Interview geführt von

Ihr erster Hit "Keep Control" hielt sich sechs Wochen in den amerikanischen Dance-Charts. Nach Streitigkeiten mit dem alten Label haben Sono einiges erlebt. Nun sind sie endlich mit ihrem neuen Album "Off" zurück.So einen Karrierestart kann man sich als Newcomer nur wünschen: Kaum finden sich Lennart A. Salomon, Florian Sikorski und Martin Weiland im Jahr 2001 als Band zusammen, nimmt sie das Major-Label Polydor unter Vertrag, stellt ihnen ein Riesen-Budget zur Verfügung, dreht überteuerte Videos. Als Folge landen Sono einen Dance-Hit nach dem anderen. Kaum sind die nationalen Clubs erobert, geht es auch schon munter im Ausland weiter. Sonos erste Single "Keep Control" hält sich sechs Wochen in den amerikanischen Billboard Dance-Charts. Bands wie Kosheen reißen sich um die drei smarten Hamburger Jungs als Tour-Support. Nebenbei remixen sie Songs von Rammstein, Fischerspooner oder Timo Maas.

Trotzdem ließ ein zweites Sono-Album lange auf sich warten. Und das obwohl sie sich direkt im Anschluss an die Veröffentlichung des Debüts "Solid State" wieder ins Studio begeben. Ihre Kreativität ist kaum zu bremsen und das zweite Album "Off" bereits nach kürzester Zeit im Kasten. Doch so heiß ihre damalige Plattenfirma Anfang des Jahrtausends noch auf Sono war, so viele Steine legt sie ihnen in den Weg, als diese ihre neuen Songs vorstellen. "Off" entwickelte sich zum offiziellen Trennungsgrund von Band und Plattenfirma. "Wir haben Polydor letztendlich verlassen, weil wir unsere Platte rausbringen wollten, wie wir es für richtig hielten. Bei Polydor gab es ziemlich viel Personalwechsel. Wir hatten ständig neue A&Rs und jeder hatte eine andere Meinung zu Songs, die eigentlich schon längst fertig waren. Es war einfach kein vernünftiges Arbeiten möglich". Als ihnen klar wird, dass es so nicht weiter gehen kann, entschließen sie sich, den Großkonzern zu verlassen. Eine Entscheidung, die zu einem jahrelangen Streit führt, der nur noch über Anwälte und mit viel Geduld geklärt werden kann.
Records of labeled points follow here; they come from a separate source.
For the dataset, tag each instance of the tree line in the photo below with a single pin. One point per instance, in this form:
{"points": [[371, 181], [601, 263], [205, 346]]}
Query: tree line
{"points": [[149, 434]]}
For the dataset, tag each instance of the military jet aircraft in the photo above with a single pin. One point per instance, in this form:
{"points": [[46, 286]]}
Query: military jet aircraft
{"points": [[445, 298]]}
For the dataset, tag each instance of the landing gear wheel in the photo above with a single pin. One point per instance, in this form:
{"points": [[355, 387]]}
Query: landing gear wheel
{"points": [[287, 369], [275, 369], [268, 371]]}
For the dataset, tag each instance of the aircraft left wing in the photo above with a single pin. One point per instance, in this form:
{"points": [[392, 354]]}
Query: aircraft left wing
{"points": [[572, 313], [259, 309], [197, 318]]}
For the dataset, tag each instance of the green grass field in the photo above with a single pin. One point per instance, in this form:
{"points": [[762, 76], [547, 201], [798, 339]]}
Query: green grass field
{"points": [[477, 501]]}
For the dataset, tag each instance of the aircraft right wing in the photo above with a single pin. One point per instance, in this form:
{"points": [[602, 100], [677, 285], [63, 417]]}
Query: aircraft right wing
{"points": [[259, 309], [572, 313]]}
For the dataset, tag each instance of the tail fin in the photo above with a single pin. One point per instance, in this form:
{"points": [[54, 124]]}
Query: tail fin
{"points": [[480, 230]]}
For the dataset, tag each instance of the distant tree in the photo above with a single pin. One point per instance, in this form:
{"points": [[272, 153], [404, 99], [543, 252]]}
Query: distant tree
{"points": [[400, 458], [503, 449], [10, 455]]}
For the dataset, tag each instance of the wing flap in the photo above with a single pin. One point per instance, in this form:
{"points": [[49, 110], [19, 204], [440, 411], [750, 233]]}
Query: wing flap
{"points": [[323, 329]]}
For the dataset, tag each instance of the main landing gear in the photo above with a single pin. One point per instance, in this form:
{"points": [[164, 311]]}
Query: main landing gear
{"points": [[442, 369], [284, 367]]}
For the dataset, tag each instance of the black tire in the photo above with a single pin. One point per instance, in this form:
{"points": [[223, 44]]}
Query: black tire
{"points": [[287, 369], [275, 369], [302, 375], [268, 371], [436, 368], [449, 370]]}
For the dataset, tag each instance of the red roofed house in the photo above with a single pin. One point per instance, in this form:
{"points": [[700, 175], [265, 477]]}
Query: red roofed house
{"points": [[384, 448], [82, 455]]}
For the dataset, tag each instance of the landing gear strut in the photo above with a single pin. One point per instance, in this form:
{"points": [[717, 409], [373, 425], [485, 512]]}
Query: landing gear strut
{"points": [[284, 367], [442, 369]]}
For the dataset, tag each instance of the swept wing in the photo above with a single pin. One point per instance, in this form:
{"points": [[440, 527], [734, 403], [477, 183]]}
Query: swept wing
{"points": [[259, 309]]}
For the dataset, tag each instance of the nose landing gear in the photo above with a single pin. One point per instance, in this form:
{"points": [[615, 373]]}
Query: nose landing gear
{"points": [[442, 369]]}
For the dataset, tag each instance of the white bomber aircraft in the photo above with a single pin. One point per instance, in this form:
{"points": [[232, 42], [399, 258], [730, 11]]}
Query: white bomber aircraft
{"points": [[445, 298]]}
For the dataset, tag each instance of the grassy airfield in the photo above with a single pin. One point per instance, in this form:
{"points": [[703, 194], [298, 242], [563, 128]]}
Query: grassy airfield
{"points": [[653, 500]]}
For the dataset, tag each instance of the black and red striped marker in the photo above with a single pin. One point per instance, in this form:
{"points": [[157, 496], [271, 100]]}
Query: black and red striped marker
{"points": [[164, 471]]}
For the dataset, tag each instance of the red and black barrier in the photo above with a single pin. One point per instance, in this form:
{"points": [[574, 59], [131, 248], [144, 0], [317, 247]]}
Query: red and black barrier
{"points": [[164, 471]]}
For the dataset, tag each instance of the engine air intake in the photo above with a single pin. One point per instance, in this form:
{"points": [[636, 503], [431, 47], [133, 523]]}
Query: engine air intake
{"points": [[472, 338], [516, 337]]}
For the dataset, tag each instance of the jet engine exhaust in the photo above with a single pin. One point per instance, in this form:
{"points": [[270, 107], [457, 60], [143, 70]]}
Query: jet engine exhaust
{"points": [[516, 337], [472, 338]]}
Bei PIAS Recordings haben Sono jetzt endlich eine neue Heimat gefunden. Für die Veröffentlichung ihres neuen Albums sahen sie sich ganz gezielt nach einer kleinen, unabhängigen Plattenfirma um. Sie entschieden sich schnell für PIAS, wo sie sich zwischen Acts wie Vitalic, Tiga, Soulwax oder den 2ManyDJs bestens aufgehoben fühlen. Einen der Hauptvorteile bei einem Indie unter Vertrag zu sein, sehen Sono vor allem darin, dass das Label daran interessiert ist, Künstler langfristig aufzubauen. Ist eine Single mal nicht so erfolgreich, kommt eben die Nächste. Sie droppen einen Künstler nicht sofort, sondern überlegen, was man beim nächsten Mal besser machen kann.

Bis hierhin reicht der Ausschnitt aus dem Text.